- The Washington Times - Wednesday, June 6, 2012

Almost 6.5 million encrypted passwords for the professional networking site LinkedIn were posted online by Russian hackers, the company said Wednesday.

“We can confirm that some of the passwords that were compromised correspond to LinkedIn accounts,” Director Vicente Silveira wrote in a blog post. “We are continuing to investigate.”

The company, which boasts 161 million users in 200 countries, said it has no immediate indication that hackers had compromised its systems, but advised its users to change their passwords immediately.

Although the e-mails and user names associated with the passwords were not included in the posting, “it is reasonable to assume that such information may be in the hands of the criminals,” said Graham Cluley of United Kingdom-based Sophos Security.
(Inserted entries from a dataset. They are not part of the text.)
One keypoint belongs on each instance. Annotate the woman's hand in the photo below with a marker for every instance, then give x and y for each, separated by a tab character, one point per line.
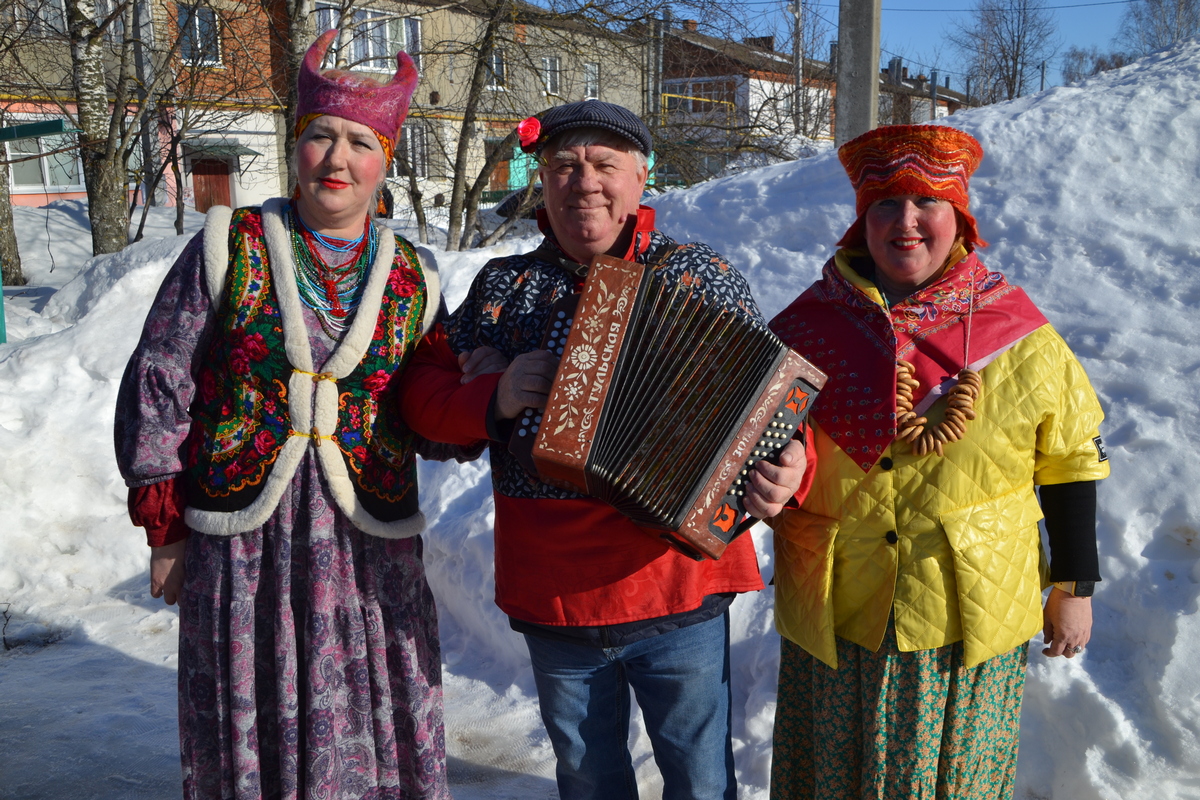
167	571
480	361
1068	624
773	485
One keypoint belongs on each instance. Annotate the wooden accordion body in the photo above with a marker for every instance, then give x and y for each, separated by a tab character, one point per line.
663	403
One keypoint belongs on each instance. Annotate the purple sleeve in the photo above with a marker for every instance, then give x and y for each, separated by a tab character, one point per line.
160	379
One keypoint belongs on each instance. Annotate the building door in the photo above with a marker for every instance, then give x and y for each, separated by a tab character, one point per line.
210	182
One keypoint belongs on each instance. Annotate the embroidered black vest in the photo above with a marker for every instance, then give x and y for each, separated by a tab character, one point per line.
240	410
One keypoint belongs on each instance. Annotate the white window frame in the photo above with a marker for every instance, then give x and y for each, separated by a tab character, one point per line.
372	47
42	162
497	77
195	11
592	80
552	74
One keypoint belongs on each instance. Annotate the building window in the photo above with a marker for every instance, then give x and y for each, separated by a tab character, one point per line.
591	80
198	37
412	152
53	172
496	70
711	95
551	70
413	38
371	38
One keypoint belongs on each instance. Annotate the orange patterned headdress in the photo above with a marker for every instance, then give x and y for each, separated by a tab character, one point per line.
927	160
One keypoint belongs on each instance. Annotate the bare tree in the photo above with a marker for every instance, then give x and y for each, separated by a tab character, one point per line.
1150	25
10	256
1003	44
1079	64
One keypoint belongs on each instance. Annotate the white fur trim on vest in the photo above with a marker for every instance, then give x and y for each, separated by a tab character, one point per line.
216	252
429	264
304	410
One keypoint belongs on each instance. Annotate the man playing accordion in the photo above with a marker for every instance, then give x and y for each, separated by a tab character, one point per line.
604	606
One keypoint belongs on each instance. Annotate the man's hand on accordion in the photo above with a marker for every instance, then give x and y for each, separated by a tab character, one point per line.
772	486
480	361
526	384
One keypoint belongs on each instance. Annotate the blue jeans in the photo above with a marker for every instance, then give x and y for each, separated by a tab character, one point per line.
682	684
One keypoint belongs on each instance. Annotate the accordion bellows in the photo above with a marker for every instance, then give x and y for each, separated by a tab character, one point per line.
663	403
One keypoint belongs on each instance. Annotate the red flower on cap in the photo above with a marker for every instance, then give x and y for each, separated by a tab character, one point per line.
528	132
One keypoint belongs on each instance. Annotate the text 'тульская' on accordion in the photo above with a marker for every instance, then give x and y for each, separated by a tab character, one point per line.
663	403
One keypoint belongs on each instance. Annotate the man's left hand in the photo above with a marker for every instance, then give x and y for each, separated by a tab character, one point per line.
480	361
773	485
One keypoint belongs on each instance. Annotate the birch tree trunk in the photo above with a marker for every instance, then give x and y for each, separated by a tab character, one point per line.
103	163
459	193
10	258
299	35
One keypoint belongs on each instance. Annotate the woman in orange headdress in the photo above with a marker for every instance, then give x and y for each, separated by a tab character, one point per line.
907	583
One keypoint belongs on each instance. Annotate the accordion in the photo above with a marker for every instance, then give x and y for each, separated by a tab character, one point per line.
663	403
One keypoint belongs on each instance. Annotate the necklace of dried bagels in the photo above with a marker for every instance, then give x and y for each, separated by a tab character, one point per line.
959	410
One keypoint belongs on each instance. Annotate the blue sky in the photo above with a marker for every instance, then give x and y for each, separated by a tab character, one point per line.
916	29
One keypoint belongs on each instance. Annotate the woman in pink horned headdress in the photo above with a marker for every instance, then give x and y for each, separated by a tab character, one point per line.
276	483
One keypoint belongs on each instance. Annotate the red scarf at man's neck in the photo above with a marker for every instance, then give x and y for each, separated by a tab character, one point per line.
966	318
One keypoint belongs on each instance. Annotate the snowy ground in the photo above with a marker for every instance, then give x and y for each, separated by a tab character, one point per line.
1089	196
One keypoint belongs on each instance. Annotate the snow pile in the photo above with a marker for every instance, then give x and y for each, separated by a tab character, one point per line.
1089	197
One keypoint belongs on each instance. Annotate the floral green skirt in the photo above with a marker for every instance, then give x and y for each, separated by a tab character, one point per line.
897	726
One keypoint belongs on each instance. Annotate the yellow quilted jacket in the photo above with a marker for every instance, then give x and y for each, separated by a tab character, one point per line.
949	545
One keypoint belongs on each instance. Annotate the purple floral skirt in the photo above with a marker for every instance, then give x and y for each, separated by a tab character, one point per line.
309	661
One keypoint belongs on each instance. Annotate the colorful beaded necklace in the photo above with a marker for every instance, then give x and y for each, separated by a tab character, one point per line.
331	292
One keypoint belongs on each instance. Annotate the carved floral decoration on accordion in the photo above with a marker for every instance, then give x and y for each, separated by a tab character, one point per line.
577	403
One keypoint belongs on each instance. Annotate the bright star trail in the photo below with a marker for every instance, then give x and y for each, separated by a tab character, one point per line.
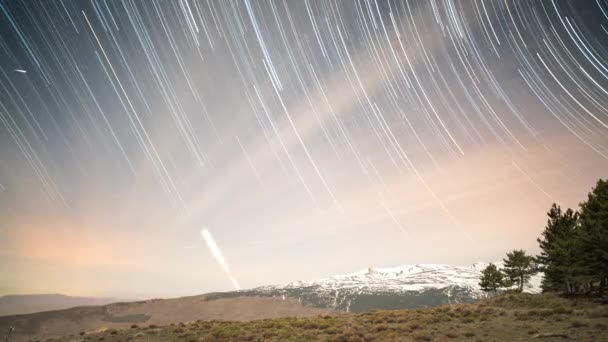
309	137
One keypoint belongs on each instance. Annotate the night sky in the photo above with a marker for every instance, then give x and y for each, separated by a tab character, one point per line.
165	148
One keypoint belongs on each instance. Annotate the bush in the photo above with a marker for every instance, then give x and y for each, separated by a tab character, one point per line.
598	312
578	324
600	326
451	334
423	337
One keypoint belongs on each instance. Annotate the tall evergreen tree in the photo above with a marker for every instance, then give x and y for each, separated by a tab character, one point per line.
560	249
519	267
594	235
492	279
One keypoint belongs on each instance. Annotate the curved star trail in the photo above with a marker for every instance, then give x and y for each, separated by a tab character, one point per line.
293	131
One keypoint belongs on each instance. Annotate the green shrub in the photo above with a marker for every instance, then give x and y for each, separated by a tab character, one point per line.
578	324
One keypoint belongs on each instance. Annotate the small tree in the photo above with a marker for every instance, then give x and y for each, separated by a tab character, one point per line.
594	235
492	279
519	267
560	249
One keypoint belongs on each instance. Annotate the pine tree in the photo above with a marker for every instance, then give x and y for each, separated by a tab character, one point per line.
594	235
560	249
491	279
519	267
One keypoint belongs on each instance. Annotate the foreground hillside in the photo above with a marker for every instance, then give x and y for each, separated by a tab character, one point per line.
43	325
24	304
504	318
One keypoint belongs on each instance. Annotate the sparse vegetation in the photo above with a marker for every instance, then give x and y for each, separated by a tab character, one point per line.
506	317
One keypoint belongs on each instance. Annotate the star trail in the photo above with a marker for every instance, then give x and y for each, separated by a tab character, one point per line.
287	133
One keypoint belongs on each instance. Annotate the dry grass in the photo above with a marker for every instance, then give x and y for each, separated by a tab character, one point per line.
505	318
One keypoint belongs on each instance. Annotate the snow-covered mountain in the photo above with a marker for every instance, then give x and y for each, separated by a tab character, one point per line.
408	286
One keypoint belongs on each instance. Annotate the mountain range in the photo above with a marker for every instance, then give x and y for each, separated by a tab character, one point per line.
401	287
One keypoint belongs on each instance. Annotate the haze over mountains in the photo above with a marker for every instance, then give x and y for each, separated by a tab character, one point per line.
408	286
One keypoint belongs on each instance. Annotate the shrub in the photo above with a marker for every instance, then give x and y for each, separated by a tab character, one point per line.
598	312
451	334
423	337
578	324
600	326
468	320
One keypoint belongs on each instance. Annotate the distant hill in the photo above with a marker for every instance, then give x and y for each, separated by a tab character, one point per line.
402	287
44	325
22	304
507	317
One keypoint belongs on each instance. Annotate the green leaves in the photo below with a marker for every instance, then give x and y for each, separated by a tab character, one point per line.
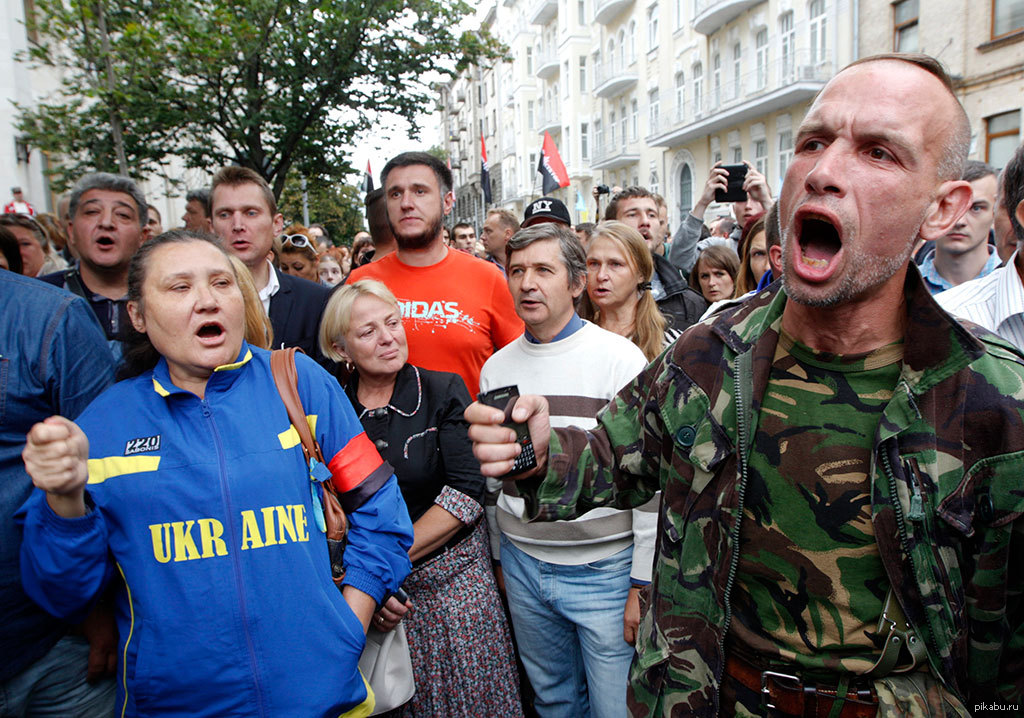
270	84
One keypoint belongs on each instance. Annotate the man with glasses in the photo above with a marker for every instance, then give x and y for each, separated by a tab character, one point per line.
246	218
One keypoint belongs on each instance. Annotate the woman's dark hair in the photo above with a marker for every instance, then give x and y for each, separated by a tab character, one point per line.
8	245
138	353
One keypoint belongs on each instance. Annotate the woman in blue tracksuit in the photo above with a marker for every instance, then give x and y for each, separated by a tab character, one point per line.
189	482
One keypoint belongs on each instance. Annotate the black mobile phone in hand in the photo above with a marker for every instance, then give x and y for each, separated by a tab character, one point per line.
504	398
734	184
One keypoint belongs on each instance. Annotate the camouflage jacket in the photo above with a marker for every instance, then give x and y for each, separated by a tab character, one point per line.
947	495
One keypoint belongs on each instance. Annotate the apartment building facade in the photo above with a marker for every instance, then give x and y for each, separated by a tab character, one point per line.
653	92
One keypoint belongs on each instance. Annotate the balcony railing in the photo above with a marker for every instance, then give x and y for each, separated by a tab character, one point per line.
546	62
542	11
611	80
607	10
774	86
709	15
549	119
609	156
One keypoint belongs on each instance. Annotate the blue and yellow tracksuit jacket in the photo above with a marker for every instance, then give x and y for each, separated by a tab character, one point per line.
204	506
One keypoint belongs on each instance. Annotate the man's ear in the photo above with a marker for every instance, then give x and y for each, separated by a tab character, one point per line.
135	314
949	205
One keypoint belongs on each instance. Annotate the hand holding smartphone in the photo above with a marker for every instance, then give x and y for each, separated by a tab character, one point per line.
734	191
504	398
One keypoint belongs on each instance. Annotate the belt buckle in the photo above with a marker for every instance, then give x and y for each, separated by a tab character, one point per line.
771	675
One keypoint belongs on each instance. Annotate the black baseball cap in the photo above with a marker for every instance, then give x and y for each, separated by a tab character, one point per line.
546	209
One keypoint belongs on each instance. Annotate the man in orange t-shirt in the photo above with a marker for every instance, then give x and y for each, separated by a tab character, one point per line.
457	308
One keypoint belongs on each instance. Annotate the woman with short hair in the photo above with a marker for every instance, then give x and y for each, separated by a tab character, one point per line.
458	635
188	481
619	298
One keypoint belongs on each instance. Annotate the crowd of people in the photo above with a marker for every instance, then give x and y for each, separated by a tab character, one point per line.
768	472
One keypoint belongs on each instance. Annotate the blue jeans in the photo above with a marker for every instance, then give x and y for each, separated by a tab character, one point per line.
568	625
55	685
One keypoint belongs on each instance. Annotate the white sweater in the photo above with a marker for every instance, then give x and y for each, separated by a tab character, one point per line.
578	375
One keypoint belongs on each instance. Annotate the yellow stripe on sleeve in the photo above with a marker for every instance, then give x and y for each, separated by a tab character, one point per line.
108	467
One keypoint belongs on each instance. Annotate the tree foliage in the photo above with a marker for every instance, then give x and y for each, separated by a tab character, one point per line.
338	207
267	84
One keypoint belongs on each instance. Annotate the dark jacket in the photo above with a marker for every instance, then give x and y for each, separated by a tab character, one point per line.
295	313
681	305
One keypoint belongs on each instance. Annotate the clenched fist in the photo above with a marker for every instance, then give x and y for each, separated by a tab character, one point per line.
56	457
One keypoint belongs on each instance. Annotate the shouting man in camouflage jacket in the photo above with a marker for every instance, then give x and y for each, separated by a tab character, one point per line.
842	464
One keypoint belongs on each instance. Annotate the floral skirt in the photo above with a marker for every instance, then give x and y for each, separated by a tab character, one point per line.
459	638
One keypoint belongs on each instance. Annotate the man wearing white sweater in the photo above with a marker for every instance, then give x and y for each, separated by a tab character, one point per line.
572	586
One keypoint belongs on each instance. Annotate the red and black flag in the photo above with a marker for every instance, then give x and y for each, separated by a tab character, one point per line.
551	166
368	181
484	173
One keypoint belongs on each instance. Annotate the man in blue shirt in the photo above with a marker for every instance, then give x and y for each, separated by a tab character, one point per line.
53	360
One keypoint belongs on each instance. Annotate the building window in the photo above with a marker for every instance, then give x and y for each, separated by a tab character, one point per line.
1008	15
685	189
1001	137
652	27
787	39
716	78
905	27
652	101
761	156
762	58
736	82
624	119
697	89
784	153
819	44
680	96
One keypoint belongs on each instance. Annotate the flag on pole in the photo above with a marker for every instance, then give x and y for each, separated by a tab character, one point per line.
551	166
484	174
369	178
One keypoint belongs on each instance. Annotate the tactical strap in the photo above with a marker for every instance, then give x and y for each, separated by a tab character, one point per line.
899	633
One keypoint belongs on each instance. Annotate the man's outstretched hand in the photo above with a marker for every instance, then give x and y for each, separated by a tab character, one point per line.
495	446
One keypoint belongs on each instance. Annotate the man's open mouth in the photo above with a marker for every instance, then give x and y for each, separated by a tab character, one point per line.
819	241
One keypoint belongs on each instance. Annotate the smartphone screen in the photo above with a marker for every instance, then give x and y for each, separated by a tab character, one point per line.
504	398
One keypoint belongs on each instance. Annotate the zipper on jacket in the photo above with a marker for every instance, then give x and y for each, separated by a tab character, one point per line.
904	544
225	494
742	389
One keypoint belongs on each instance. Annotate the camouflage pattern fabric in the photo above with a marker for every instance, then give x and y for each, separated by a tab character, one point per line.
946	496
810	583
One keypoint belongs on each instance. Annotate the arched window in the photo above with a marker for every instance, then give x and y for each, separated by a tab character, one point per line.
680	96
685	189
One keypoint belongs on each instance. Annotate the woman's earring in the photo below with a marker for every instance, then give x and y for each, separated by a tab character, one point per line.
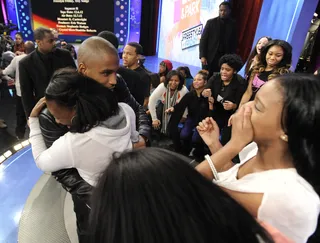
72	119
284	138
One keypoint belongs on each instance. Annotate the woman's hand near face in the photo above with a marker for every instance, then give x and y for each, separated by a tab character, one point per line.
38	107
206	93
209	131
228	105
156	124
242	130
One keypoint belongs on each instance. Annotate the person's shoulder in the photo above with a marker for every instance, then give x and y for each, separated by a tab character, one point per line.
61	52
184	89
26	59
213	20
126	71
20	57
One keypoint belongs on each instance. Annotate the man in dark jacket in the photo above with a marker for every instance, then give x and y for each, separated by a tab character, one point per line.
132	78
36	69
97	60
218	38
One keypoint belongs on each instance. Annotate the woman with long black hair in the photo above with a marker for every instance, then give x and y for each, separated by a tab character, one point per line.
275	59
155	196
98	126
277	138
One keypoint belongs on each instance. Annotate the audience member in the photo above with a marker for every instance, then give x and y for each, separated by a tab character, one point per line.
275	59
153	195
253	58
98	59
219	37
131	54
18	47
36	69
155	81
279	171
185	72
226	89
13	71
164	68
169	94
3	124
96	122
132	78
73	52
198	109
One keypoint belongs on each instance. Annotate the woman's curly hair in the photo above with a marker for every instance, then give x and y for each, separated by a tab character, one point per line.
282	68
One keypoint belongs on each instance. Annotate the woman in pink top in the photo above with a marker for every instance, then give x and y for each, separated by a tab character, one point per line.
253	58
275	59
278	178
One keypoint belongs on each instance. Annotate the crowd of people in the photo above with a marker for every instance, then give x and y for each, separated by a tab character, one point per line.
254	138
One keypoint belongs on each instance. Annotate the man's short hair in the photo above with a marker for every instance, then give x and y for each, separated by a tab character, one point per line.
94	47
41	32
29	47
139	49
226	4
111	37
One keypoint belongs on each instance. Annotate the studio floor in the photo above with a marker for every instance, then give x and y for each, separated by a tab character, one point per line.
19	174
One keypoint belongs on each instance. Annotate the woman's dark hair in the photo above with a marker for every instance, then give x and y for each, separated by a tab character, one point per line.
20	34
226	4
71	48
204	73
186	70
232	60
301	122
155	80
285	64
93	102
174	73
154	196
253	54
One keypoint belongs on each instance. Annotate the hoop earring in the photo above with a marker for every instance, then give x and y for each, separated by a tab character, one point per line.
284	138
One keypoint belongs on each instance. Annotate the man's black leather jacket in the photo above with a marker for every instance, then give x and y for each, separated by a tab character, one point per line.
51	131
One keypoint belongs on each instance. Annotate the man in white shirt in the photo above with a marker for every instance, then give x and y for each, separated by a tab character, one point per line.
13	71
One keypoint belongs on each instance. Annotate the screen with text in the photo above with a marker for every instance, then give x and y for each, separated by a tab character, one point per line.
181	25
77	18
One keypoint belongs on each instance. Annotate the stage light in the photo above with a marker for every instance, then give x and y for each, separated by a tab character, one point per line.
25	143
7	154
18	147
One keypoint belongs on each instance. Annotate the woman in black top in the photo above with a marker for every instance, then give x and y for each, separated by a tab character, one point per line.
226	89
275	59
198	109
“Russian hackers are about to pillage and plunder,” wrote one worried user on the site in response to news of the disclosure.

Access to the passwords would give hackers control of the compromised accounts, which could be used in identity theft or other online scams, warned Thomas Ryan, a New York-based security consultant.

Mr. Ryan said a particular concern are “daisy chain” attacks because many people unwisely use the same password for multiple online accounts.

“If someone has used the same password for a bank or e-mail account, they are vulnerable to daisy-chain attacks,” he said.

The passwords are encrypted, but more than 200,000 already have been deciphered and almost all of them would be crackable in time, warned Mr. Cluley and others monitoring Russian hacker sites.

Some security professionals suggested that the hackers who posted the passwords are seeking help from other site users in decrypting them — a process known as crowdsourcing.

Encryption transforms passwords and user names into meaningless strings of characters. But because the encryption process is standardized, it is possible to guess a password, encrypt it, and then search for that character string in a set of encrypted passwords.

Given enough computing power to make thousands of guesses a second, and enough time, hackers can crack almost any password that uses words from the dictionary or other common character combinations like “123456” or “qwerty.”

Generally experts recommend that passwords be more than eight characters long, contain special characters like an exclamation mark and contain at least one one capital letter. Because an upper-case character is encrypted differently than the lower-case character, using a combination of them makes a password harder to crack.

LinkedIn acknowledged facing cybersecurity threats in a recent filing with the Securities and Exchange Commission. The filing stated that the LinkedIn site had experienced disruptions and even been taken temporarily offline at times by cyberattacks. Future disruptions were possible, the SEC filing warned.